Node "NotReady" Status Due to ext4 Filesystem Read/Write Failure on PVC
search cancel

Node "NotReady" Status Due to ext4 Filesystem Read/Write Failure on PVC

book

Article ID: 433264

calendar_today

Updated On:

Products

VMware Telco Cloud Automation

Issue/Introduction

Nodes within the TKGm clusters unexpectedly crash, resulting in a NotReady status when viewed from the control plane.

When in this state, the affected nodes exhibit the following behaviors:

  • Complete loss of network accessibility (SSH attempts fail).

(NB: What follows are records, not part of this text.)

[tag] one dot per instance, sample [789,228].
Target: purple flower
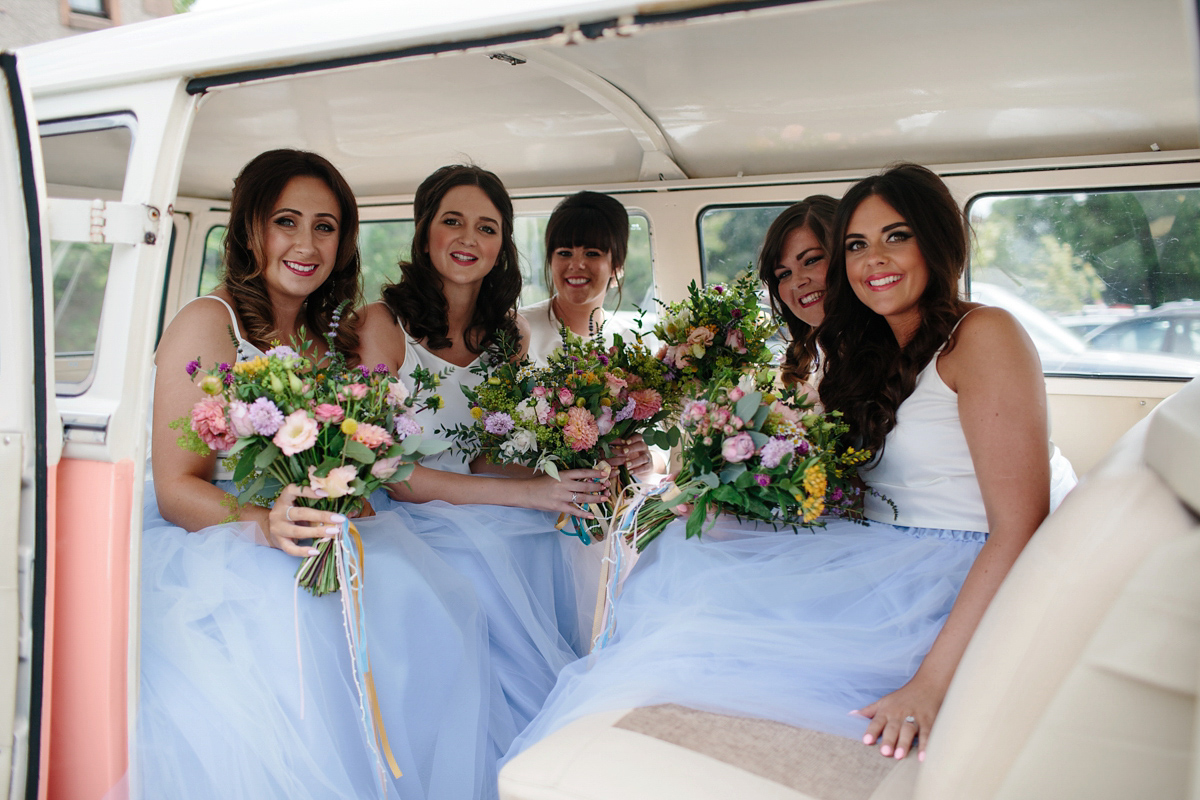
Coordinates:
[498,423]
[407,426]
[265,416]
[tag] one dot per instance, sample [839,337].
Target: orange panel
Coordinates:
[89,750]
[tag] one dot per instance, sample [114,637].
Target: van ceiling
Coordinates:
[809,86]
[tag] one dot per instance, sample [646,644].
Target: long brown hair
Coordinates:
[255,193]
[868,374]
[814,212]
[418,300]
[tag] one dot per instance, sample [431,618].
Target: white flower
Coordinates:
[521,441]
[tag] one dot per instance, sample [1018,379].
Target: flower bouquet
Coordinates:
[568,414]
[756,456]
[717,330]
[285,419]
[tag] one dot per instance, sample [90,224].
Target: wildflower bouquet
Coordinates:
[568,414]
[286,419]
[756,456]
[715,330]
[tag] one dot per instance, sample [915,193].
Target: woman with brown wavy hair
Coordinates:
[456,295]
[247,689]
[804,627]
[792,265]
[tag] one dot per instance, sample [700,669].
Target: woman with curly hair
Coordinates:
[857,630]
[457,295]
[243,692]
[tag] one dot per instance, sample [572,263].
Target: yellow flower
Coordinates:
[815,481]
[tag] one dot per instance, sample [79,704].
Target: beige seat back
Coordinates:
[1080,680]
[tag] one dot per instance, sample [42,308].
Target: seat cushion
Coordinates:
[670,751]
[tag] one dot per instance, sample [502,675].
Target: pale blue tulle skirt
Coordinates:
[537,587]
[219,711]
[796,627]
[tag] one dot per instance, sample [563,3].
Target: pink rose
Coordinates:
[298,433]
[329,413]
[372,435]
[737,449]
[336,483]
[385,468]
[209,422]
[239,420]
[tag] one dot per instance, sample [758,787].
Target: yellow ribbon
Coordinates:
[369,679]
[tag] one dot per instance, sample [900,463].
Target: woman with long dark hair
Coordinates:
[857,630]
[456,295]
[247,686]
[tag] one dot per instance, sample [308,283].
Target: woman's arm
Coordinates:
[186,494]
[1002,407]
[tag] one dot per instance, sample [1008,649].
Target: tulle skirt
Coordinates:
[219,711]
[799,627]
[537,587]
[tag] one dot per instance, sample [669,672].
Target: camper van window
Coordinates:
[731,236]
[1096,277]
[84,160]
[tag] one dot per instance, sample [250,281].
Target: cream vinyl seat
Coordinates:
[1080,681]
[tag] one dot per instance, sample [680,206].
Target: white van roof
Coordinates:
[547,92]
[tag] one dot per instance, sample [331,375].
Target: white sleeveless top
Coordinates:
[246,352]
[927,468]
[545,334]
[455,409]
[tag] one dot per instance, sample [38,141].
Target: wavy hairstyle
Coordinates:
[589,220]
[814,212]
[868,374]
[255,193]
[418,300]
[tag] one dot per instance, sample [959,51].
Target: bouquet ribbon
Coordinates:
[349,559]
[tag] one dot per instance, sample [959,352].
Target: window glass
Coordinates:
[730,239]
[83,158]
[1099,280]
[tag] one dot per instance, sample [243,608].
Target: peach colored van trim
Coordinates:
[89,747]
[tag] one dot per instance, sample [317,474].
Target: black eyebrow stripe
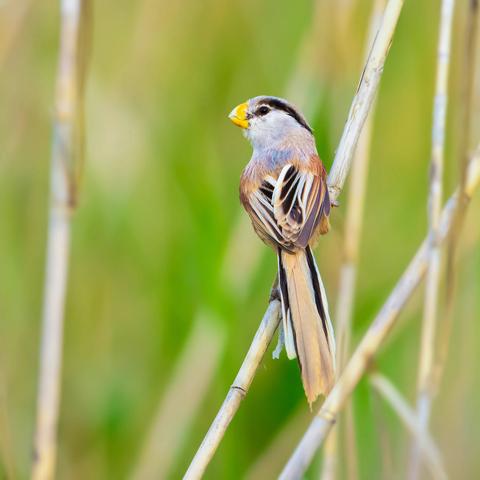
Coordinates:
[279,105]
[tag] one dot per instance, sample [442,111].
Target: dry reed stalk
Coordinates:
[470,63]
[358,112]
[269,462]
[193,372]
[66,149]
[237,392]
[348,272]
[430,312]
[372,340]
[430,453]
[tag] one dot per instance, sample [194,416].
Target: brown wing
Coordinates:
[288,210]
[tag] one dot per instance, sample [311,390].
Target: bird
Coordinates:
[284,190]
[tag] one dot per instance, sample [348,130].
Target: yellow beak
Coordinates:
[239,115]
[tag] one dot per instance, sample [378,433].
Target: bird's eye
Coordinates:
[263,110]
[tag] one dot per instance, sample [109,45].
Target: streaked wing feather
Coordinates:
[286,211]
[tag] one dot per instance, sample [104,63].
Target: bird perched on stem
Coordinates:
[283,189]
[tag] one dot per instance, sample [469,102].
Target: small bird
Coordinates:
[283,189]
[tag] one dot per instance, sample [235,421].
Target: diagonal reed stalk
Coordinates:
[376,334]
[358,113]
[66,150]
[348,273]
[430,312]
[407,415]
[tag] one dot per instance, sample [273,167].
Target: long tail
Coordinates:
[308,332]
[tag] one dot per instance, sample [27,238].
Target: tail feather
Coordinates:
[307,328]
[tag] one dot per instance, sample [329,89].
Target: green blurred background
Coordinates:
[168,282]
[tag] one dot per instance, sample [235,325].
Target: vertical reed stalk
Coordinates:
[66,149]
[348,272]
[470,63]
[373,339]
[427,348]
[358,113]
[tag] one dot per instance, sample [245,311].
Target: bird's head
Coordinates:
[268,120]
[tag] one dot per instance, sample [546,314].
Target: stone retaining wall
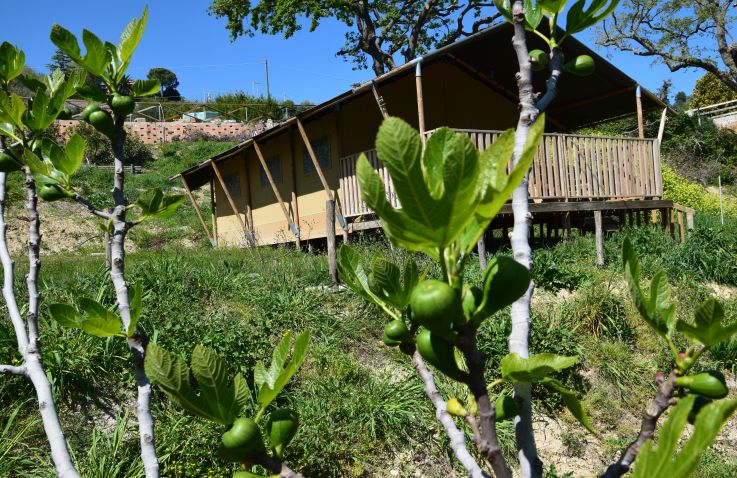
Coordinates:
[151,133]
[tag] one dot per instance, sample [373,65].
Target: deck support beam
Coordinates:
[598,229]
[197,210]
[246,234]
[640,117]
[214,213]
[275,189]
[420,100]
[330,235]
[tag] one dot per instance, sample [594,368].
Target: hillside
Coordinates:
[362,408]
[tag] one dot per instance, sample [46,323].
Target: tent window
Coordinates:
[274,166]
[233,183]
[321,146]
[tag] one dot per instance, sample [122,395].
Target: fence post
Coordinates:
[330,234]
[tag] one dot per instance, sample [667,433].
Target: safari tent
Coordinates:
[273,187]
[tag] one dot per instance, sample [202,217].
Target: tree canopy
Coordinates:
[379,31]
[709,90]
[169,83]
[679,33]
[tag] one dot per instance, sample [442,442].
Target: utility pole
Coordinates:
[268,91]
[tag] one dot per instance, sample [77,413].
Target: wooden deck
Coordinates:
[566,167]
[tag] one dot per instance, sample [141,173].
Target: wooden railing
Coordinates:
[565,168]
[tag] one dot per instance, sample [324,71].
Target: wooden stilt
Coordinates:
[664,220]
[197,210]
[599,238]
[420,101]
[213,208]
[330,232]
[481,246]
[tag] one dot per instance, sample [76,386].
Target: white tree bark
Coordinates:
[457,437]
[137,343]
[530,464]
[28,345]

  • Unresponsive to standard interactions via the vSphere cluster interface.

Environment

3.x

Cause

The node failure is caused by an underlying storage issue where the operating system encounters corruption or a read/write failure on an ext4 formatted filesystem attached via a Persistent Volume Claim (PVC).

Specifically, a Java application process (comm java) attempts to perform read/write operations to its mapped disk. Because the underlying block device (e.g., /dev/sdd) loses its ability to read the filesystem, the storage becomes inaccessible, causing the node kernel to lock up or crash.

Resolution

Because the node becomes completely inaccessible via SSH or standard cluster commands, a hard restart is required.